Lastly, within a single test file, you can define multiple test functions. It's as simple as defining a new function whose name starts with test_ in the file and making sure to fill out the necessary fields.

Step 2.b: trusted_values_dict [Back to top]¶

$$\label{trustedvaluesdict}$$

At this point, it should be understood that our test suite will compare trusted values of your variables to newly calculated values to ensure that no variables were unknowingly modified. The trusted_values_dict acts as the means of storing the trusted value for each variable with the purpose of future comparison. A new trusted_values_dict is created by default when a test file is run for the first time--it's visible in tests/trusted_values_dict.py. Note that if you run your code but can't see the file, refresh your IDE--it's there, sometimes IDE's just get confused when you create a file within Python. The default structure of all trusted_value_dict files is as follows.

from mpmath import mpf, mp, mpc
from UnitTesting.standard_constants import precision

mp.dps = precision
trusted_values_dict = {}

The proper code to copy into this file will be printed to the console when a test is run. The test suite will also automatically write its calculated globals' values for a given function to this file in the proper format--make sure to check that things seem correct, though!
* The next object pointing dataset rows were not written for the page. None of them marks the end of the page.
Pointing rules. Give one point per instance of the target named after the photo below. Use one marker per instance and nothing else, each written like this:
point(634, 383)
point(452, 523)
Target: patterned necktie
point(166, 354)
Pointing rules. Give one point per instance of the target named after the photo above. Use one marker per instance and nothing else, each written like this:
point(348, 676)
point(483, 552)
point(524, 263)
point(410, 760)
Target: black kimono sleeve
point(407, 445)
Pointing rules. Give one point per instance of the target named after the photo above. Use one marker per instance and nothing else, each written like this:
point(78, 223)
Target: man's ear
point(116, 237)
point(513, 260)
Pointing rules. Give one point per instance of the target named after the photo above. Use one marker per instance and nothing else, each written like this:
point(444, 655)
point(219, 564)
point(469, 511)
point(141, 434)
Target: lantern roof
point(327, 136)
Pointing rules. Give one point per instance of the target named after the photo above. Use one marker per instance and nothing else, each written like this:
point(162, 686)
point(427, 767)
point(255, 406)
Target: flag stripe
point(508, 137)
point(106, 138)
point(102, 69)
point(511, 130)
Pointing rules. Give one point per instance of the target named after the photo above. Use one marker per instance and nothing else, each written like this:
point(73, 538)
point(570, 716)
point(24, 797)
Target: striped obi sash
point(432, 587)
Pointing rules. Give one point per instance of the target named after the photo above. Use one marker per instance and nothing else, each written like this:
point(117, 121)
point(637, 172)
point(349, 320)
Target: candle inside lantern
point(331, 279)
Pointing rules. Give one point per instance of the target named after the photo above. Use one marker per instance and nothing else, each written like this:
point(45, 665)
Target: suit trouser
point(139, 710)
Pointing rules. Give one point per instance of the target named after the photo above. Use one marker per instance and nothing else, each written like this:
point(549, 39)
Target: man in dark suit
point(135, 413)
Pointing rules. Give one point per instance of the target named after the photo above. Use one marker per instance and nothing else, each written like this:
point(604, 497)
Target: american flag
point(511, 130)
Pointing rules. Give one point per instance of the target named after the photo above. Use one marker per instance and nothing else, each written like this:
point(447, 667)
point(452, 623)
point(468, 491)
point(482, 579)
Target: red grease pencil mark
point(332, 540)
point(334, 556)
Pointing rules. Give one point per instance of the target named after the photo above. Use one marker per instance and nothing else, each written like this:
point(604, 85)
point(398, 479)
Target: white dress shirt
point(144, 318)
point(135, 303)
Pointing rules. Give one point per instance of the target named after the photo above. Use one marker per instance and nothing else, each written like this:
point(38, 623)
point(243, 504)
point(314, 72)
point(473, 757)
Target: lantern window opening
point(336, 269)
Remember that the trusted_values_dict stores trusted, not necessarily correct, values for each global.

Step 2.c: Bash Script [Back to top]¶

$$\label{bash}$$

In order to successfully run all the user's unit tests and properly integrate testing with TravisCI, we use a bash script as the 'hub' of all the tests to be run. This makes it easy for the user to comment out tests they don't want to run, add new tests to be automatically run with one line, etc.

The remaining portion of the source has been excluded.